Tough_Topics We know communication is key to a successful relationship, but there are always those elephants in the room we don't want to acknowledge exist.

Whether it's about one of those awkward topics like money or your sex life, or just expressing your feelings about the current state of your relationship, sweeping it under the rug often seems like the most appealing option.

"If it's not affecting me at this moment, why bother?"

"We'll deal with it when it comes up and we'll be fine."

"If I ignore it, maybe it'll go away."

Unfortunately, those solutions almost always lead to more problems. Many people will do everything they can to prevent having to tackle these issues, but studies have shown that it's not addressing these conversations, but avoiding them that causes stress.

From the 'glass half full' perspective, it's these very discussions that build trust and appreciation in your relationship. It's an opportunity to overcome the very things that keep you from growing together. Isn't the future of your relationship worth it?
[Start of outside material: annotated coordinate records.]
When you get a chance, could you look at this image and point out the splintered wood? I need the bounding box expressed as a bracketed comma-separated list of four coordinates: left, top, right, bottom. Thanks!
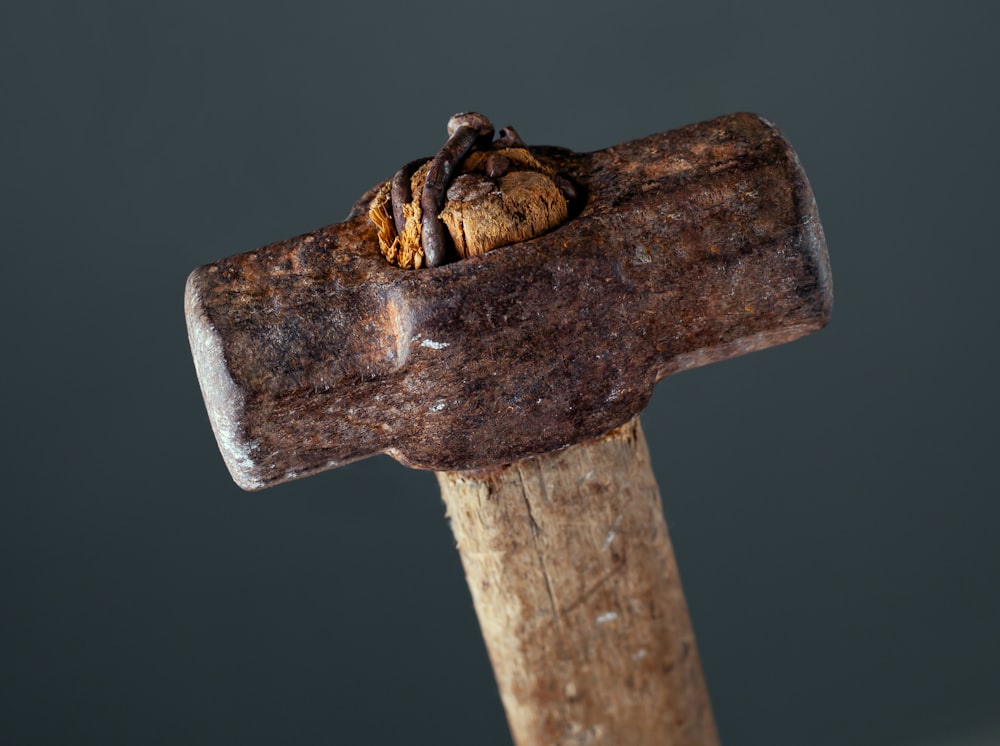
[368, 148, 568, 269]
[438, 419, 718, 746]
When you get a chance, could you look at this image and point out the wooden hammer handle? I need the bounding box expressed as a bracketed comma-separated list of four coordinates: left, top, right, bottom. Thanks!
[438, 418, 718, 746]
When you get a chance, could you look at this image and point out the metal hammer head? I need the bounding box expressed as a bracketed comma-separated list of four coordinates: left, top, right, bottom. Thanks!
[186, 114, 832, 489]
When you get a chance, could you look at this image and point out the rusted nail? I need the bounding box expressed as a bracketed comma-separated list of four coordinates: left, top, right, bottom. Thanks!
[390, 158, 429, 235]
[420, 112, 493, 267]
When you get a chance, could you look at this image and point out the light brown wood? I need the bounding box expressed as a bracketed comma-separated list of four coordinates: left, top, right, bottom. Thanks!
[438, 418, 718, 746]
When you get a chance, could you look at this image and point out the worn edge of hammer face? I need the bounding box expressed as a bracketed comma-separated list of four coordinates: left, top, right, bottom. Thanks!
[185, 114, 832, 489]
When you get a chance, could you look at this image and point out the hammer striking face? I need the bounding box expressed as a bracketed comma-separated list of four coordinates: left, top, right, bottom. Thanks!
[186, 114, 831, 746]
[186, 114, 831, 489]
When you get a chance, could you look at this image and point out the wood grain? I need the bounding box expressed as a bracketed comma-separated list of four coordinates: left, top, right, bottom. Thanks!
[438, 418, 718, 746]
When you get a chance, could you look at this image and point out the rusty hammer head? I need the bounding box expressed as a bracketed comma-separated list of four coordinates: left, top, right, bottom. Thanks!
[186, 114, 831, 489]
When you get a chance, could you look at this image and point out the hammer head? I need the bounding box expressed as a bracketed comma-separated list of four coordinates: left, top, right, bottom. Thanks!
[186, 114, 832, 489]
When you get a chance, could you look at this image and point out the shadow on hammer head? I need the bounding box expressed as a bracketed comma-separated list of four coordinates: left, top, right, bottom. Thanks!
[186, 114, 832, 489]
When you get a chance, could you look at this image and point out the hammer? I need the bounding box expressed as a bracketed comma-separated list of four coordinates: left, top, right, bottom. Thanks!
[185, 114, 832, 746]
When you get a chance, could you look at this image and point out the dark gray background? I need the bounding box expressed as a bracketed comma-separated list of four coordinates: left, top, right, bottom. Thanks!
[0, 0, 1000, 746]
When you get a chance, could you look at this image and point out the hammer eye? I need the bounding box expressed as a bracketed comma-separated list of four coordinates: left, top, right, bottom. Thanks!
[369, 113, 576, 269]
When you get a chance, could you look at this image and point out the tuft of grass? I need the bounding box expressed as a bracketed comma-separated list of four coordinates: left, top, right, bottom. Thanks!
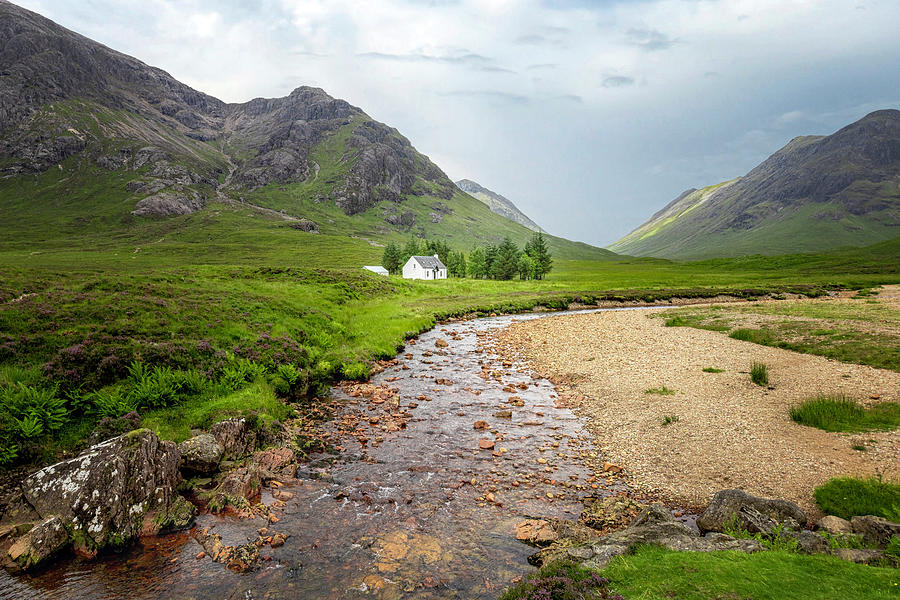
[750, 362, 769, 385]
[728, 328, 775, 346]
[644, 386, 675, 396]
[663, 415, 680, 427]
[790, 396, 900, 432]
[500, 561, 625, 600]
[814, 477, 900, 522]
[602, 546, 898, 600]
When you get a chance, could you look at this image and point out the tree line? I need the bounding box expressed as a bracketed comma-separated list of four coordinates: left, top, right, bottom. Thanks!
[381, 232, 553, 280]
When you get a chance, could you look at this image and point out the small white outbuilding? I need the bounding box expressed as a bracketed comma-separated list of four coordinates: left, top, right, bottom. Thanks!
[403, 254, 447, 280]
[363, 265, 390, 275]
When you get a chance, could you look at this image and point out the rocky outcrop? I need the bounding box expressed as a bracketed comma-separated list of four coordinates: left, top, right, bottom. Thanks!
[178, 433, 225, 473]
[528, 505, 763, 569]
[131, 190, 203, 217]
[697, 490, 807, 533]
[209, 417, 259, 460]
[3, 429, 193, 567]
[7, 517, 69, 569]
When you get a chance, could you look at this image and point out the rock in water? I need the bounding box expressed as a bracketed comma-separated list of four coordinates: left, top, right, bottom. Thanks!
[178, 433, 225, 473]
[8, 517, 69, 569]
[15, 429, 186, 564]
[697, 490, 806, 532]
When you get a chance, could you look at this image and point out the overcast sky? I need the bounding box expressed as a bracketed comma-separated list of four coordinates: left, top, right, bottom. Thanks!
[18, 0, 900, 245]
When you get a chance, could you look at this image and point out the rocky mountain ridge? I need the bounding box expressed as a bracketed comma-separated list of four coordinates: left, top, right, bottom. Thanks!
[456, 179, 546, 233]
[609, 110, 900, 258]
[0, 0, 455, 216]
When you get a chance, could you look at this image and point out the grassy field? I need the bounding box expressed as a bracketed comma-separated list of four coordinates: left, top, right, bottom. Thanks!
[0, 220, 900, 464]
[661, 280, 900, 371]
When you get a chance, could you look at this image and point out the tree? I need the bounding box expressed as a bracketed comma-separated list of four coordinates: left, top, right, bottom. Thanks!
[468, 247, 488, 279]
[381, 242, 404, 275]
[400, 237, 420, 265]
[525, 232, 553, 279]
[491, 238, 521, 280]
[519, 254, 534, 281]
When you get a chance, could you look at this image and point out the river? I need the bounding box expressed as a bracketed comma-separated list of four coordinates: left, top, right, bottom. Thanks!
[0, 313, 668, 600]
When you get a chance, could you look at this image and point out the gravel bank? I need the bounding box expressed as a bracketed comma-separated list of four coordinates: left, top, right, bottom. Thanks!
[494, 311, 900, 514]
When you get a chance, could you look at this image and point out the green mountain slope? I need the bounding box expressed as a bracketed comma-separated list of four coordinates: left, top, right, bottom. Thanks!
[608, 110, 900, 259]
[456, 179, 544, 232]
[0, 0, 614, 267]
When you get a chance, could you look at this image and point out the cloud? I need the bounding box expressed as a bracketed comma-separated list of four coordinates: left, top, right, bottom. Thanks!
[625, 29, 678, 52]
[602, 75, 634, 87]
[440, 90, 531, 105]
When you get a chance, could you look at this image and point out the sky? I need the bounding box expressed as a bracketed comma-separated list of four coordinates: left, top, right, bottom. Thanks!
[17, 0, 900, 245]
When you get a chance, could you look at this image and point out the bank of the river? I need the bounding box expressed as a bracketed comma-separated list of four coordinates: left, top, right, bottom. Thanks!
[496, 304, 900, 515]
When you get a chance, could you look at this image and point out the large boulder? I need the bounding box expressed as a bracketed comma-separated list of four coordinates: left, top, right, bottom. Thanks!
[178, 433, 225, 473]
[850, 515, 900, 548]
[697, 490, 807, 532]
[7, 517, 69, 569]
[21, 429, 184, 555]
[209, 417, 259, 460]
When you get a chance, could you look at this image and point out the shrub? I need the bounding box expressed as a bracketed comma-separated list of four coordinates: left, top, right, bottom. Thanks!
[814, 477, 900, 522]
[500, 562, 625, 600]
[341, 362, 369, 381]
[790, 396, 900, 432]
[750, 362, 769, 385]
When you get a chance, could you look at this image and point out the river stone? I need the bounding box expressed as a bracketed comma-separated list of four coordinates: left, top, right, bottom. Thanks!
[178, 433, 225, 473]
[209, 417, 257, 460]
[7, 517, 69, 569]
[850, 515, 900, 548]
[22, 429, 181, 555]
[697, 490, 807, 532]
[578, 496, 645, 531]
[816, 515, 853, 535]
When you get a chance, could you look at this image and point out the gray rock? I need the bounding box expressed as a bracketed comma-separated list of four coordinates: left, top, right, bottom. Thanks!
[7, 517, 69, 569]
[816, 515, 853, 535]
[834, 548, 885, 565]
[697, 490, 807, 532]
[850, 515, 900, 548]
[789, 531, 831, 554]
[178, 433, 225, 473]
[209, 417, 258, 460]
[290, 219, 319, 233]
[131, 191, 203, 217]
[582, 543, 628, 570]
[15, 429, 181, 554]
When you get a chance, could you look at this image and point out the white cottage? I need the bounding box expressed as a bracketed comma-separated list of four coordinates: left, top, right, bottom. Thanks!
[403, 254, 447, 280]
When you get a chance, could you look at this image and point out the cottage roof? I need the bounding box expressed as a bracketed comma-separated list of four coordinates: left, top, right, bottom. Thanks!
[410, 256, 447, 269]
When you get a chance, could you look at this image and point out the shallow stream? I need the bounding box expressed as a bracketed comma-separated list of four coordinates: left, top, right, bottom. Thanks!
[0, 314, 660, 600]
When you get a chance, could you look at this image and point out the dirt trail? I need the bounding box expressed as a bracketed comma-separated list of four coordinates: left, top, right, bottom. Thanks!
[497, 312, 900, 512]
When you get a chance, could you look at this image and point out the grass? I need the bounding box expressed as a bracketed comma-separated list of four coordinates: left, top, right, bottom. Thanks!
[750, 362, 769, 386]
[660, 294, 900, 372]
[601, 547, 900, 600]
[644, 386, 675, 396]
[790, 396, 900, 433]
[814, 477, 900, 523]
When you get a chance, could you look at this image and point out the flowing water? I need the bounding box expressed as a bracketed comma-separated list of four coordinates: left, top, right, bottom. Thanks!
[0, 308, 660, 600]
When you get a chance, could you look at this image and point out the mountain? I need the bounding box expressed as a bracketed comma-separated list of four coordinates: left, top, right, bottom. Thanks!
[0, 0, 612, 264]
[456, 179, 546, 233]
[608, 110, 900, 259]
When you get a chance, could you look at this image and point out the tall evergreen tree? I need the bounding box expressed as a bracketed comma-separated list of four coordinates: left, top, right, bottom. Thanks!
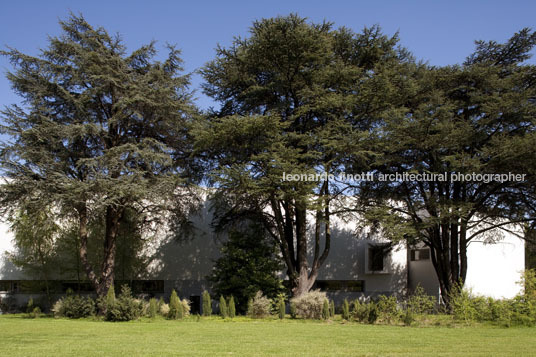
[357, 29, 536, 306]
[0, 15, 199, 296]
[197, 15, 408, 296]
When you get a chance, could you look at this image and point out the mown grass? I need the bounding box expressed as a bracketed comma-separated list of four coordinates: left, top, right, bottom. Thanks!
[0, 315, 536, 357]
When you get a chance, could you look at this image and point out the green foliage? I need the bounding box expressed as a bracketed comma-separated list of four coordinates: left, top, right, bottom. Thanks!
[105, 285, 143, 321]
[342, 299, 350, 320]
[291, 290, 329, 319]
[219, 295, 229, 319]
[0, 15, 196, 296]
[322, 299, 330, 320]
[229, 295, 236, 318]
[147, 298, 159, 319]
[202, 290, 212, 316]
[406, 285, 435, 314]
[376, 295, 399, 324]
[54, 294, 95, 319]
[209, 225, 284, 313]
[290, 301, 298, 319]
[26, 298, 34, 314]
[352, 299, 378, 324]
[277, 294, 287, 320]
[167, 290, 184, 320]
[247, 290, 272, 319]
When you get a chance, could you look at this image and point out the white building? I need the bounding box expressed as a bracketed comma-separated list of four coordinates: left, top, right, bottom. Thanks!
[0, 197, 525, 309]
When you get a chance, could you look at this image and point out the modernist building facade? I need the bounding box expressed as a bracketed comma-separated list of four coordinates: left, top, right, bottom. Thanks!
[0, 197, 525, 311]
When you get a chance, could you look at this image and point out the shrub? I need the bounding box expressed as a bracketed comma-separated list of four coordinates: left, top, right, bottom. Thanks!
[367, 302, 378, 324]
[406, 285, 435, 314]
[376, 295, 399, 323]
[147, 298, 158, 319]
[247, 290, 272, 318]
[26, 298, 34, 314]
[105, 285, 143, 321]
[28, 306, 41, 319]
[352, 300, 378, 323]
[277, 294, 287, 320]
[181, 299, 190, 317]
[220, 295, 229, 319]
[203, 290, 212, 316]
[159, 303, 169, 317]
[53, 294, 95, 319]
[322, 299, 329, 320]
[167, 290, 184, 320]
[289, 301, 298, 319]
[291, 290, 326, 319]
[228, 295, 236, 318]
[342, 299, 350, 320]
[450, 287, 477, 322]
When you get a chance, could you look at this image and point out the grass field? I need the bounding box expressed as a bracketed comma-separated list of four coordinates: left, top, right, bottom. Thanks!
[0, 315, 536, 357]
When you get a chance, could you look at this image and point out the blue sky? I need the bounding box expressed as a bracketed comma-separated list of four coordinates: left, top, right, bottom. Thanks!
[0, 0, 536, 108]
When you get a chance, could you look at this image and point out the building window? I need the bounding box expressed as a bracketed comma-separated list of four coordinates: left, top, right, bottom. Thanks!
[367, 244, 391, 273]
[313, 280, 365, 292]
[411, 248, 430, 262]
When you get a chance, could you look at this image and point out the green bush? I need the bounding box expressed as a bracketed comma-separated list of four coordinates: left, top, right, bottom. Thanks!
[406, 285, 435, 314]
[289, 301, 298, 319]
[376, 295, 399, 324]
[277, 297, 286, 320]
[28, 306, 41, 319]
[147, 298, 158, 319]
[105, 285, 143, 321]
[291, 290, 326, 319]
[322, 299, 329, 320]
[53, 294, 95, 319]
[247, 290, 272, 318]
[342, 299, 350, 320]
[220, 295, 229, 319]
[26, 298, 35, 314]
[203, 290, 212, 316]
[351, 299, 378, 324]
[167, 290, 184, 320]
[228, 295, 236, 318]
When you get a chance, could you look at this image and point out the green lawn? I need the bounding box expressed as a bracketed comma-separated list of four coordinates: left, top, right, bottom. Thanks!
[0, 315, 536, 357]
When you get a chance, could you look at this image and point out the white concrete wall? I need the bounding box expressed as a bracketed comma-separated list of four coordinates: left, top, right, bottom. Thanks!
[465, 228, 525, 298]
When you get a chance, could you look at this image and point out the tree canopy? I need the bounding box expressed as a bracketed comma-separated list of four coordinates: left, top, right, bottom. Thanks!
[0, 15, 199, 295]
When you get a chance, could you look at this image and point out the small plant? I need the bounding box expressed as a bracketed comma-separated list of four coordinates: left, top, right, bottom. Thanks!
[26, 298, 34, 314]
[289, 301, 298, 319]
[277, 295, 287, 320]
[406, 285, 435, 314]
[28, 306, 41, 319]
[376, 295, 399, 324]
[228, 295, 236, 318]
[158, 303, 169, 317]
[367, 302, 378, 324]
[147, 298, 158, 319]
[291, 290, 329, 319]
[105, 285, 143, 321]
[203, 290, 212, 316]
[57, 293, 95, 319]
[342, 299, 350, 320]
[167, 290, 184, 320]
[248, 290, 272, 318]
[220, 295, 229, 319]
[322, 299, 330, 320]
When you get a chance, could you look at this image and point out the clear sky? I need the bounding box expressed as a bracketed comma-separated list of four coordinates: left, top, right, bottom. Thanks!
[0, 0, 536, 108]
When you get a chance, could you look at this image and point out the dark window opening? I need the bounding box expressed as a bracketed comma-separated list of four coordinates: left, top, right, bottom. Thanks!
[410, 248, 430, 262]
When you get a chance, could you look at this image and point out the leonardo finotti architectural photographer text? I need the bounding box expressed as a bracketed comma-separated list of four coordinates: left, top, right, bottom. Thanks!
[283, 172, 526, 183]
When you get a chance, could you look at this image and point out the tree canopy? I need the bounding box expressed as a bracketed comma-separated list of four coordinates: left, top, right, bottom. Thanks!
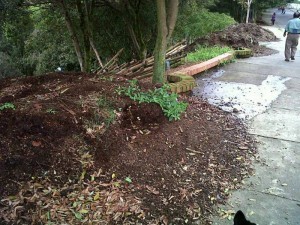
[0, 0, 283, 82]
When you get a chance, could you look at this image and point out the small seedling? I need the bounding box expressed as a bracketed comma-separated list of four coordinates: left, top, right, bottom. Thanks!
[0, 102, 16, 111]
[46, 109, 57, 114]
[116, 80, 188, 121]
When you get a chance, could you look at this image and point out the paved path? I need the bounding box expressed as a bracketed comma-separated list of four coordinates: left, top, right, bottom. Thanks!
[194, 9, 300, 225]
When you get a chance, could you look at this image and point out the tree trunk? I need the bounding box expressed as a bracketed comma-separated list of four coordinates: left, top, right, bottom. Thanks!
[152, 0, 168, 84]
[61, 1, 84, 72]
[152, 0, 179, 84]
[76, 0, 91, 72]
[246, 0, 252, 23]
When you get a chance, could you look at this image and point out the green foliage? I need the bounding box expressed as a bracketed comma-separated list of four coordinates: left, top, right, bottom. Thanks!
[174, 4, 235, 41]
[25, 7, 79, 74]
[0, 102, 16, 111]
[116, 80, 188, 121]
[97, 97, 116, 127]
[186, 46, 232, 62]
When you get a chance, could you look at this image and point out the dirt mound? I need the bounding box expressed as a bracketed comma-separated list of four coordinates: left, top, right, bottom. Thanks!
[0, 73, 255, 224]
[191, 23, 277, 55]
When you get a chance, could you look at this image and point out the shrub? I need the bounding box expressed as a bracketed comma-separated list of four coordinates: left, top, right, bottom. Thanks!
[174, 7, 235, 41]
[117, 80, 188, 121]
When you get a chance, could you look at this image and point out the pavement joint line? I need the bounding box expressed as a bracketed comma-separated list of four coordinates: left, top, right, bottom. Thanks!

I know it can be uncomfortable. So here are some do's and don'ts to help make a difficult conversation a little easier:

Timing Is Everything

Set aside a time when you're both open and receptive to talk about it. Waiting until there's an argument to bring it up is not a good idea.

Request, Don't Demand

Invite your partner to the conversation by asking them when it would be best for them to participate. This shows respect for their time and interest in what you have to say. “We need to talk” is not an invitation.

It's Not You, It's Me

Use "I" statements such as, "I feel", "I believe" and "I would like", instead of "You should", "You don't", or [everyone's personal favorite] "You need".

Be Flexible

Be receptive to your partner's perspective. The purpose of the conversation is to find a solution, not to prove your partner wrong.

"Bringin' Up Old Stuff?"

Let the past be in the past. This is not the time to discuss your unresolved feelings. It only prevents the real issue from being discussed.

Two Ears, One Mouth

Understand, then be understood. Give your partner the time and space to express themselves fully before responding with your own feelings.

Practice Makes Perfect

Being prepared for those tough discussions can prevent the frustrations that come along with arguing. If you're nervous about facing conflict, get a friend and practice these tips with them.